LAUSR

The rapid spread of Severe Acute Respiratory Syndrome Coronavirus 2 (SARS-CoV-2) emerging variants raises concerns about their capacity to evade immune protection provided by natural infection or vaccination. The receptor-binding domain (RBD) of the viral spike protein is the major target of neutralizing antibodies, and viral variants accumulate mutations in this region. In this study, we determined the antibody neutralization capacity against the RBD of SARS-CoV-2 variants Alpha (B.1.1.7), Gamma (P.1), Epsilon (B.1.427), Kappa (B.1.617.1), and Delta (B.1.617.2) in a cohort of healthcare workers naturally infected or receiving COVID-19 mRNA vaccines from Moderna or Pfizer-BioNTech.
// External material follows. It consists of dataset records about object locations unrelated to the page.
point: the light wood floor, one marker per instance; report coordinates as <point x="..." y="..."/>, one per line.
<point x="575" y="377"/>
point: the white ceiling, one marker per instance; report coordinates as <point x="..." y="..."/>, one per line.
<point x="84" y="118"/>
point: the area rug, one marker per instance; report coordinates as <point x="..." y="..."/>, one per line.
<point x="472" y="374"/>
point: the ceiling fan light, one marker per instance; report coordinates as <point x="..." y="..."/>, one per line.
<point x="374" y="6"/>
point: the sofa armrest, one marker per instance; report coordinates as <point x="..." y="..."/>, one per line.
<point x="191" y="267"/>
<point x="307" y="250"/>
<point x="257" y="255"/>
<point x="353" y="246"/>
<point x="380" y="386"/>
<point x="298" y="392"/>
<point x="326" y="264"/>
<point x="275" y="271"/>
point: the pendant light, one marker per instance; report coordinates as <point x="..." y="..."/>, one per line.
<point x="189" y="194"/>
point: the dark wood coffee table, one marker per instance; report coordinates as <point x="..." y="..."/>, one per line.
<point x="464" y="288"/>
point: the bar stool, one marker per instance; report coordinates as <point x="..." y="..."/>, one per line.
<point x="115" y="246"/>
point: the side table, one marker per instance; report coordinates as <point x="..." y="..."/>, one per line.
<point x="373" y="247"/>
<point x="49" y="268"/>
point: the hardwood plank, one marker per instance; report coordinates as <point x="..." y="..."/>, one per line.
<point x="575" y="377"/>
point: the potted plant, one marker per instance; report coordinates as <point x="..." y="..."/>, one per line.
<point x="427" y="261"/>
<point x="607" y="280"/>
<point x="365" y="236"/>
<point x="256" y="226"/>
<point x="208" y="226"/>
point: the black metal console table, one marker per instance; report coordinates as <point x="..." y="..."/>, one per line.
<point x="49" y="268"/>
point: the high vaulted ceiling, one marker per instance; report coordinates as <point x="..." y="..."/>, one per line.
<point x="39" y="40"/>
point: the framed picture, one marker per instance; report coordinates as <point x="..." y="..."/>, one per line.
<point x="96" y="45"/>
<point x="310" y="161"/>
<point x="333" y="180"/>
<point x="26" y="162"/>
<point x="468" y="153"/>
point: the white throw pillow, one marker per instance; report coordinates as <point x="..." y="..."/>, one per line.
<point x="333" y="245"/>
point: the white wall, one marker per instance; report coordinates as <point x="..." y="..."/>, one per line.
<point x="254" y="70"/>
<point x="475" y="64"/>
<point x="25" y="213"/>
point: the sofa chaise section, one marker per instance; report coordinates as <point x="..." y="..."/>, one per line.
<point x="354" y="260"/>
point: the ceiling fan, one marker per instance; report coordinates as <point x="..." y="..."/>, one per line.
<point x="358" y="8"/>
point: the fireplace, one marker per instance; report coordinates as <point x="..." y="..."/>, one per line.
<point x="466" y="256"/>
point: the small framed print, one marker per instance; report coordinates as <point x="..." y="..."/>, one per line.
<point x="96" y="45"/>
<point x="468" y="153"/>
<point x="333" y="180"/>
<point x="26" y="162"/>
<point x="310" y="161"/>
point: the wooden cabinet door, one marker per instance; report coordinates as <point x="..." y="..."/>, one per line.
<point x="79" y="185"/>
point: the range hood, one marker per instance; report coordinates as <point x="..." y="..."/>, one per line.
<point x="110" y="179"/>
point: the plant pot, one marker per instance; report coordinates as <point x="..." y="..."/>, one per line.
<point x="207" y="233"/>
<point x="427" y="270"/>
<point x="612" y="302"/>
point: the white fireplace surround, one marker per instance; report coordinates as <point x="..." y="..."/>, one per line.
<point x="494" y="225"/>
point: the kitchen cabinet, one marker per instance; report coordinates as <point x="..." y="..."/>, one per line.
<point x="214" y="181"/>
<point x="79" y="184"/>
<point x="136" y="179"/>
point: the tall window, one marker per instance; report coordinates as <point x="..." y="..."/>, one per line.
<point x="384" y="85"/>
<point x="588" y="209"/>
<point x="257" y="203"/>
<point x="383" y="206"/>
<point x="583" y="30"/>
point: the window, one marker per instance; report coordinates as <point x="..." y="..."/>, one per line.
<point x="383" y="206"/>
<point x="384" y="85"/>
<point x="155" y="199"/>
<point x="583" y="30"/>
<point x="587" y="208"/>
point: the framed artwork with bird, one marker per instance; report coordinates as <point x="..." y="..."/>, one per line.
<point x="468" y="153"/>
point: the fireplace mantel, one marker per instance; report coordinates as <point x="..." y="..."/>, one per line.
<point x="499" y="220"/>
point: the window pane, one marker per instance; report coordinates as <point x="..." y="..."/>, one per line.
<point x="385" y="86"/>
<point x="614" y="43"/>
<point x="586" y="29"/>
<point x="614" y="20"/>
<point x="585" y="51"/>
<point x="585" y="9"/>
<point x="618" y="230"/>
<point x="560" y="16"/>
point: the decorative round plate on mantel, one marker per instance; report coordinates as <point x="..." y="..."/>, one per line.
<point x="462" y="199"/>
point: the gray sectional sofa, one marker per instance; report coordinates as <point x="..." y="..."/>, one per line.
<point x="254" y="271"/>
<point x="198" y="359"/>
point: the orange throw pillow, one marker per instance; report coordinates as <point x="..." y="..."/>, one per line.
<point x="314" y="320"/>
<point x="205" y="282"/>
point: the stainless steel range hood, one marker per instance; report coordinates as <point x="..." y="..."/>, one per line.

We show that the five RBD variants displayed an augmented binding to ACE2 compared to the original Wuhan strain. The most significant increase was observed in variants Epsilon and Delta, containing mutation L452R. Using a flow cytometry cell-based assay, we found that SARS-CoV-2-infected subjects presented low levels of RBD-specific neutralizing antibodies against all variants analyzed, except Alpha. However, the neutralizing activity incremented considerably after a subsequent mRNA-vaccine dose, to levels significantly higher than those in naïve individuals receiving two vaccine doses. Importantly, we observed partially impaired neutralizing responses against most variants in fully vaccinated individuals. Variants Gamma and Kappa encompassing RBD E484K/Q mutations presented the highest neutralizing resistance. Furthermore, a wide heterogeneity in the magnitude of RBD-specific neutralizing responses against all tested SARS-CoV-2 variants following both mRNA vaccines was detected. Altogether, our findings provide important knowledge regarding SARS-CoV-2 vaccine-induced immunity, and should be very useful to guide future vaccination regimens and personalized vaccine approaches.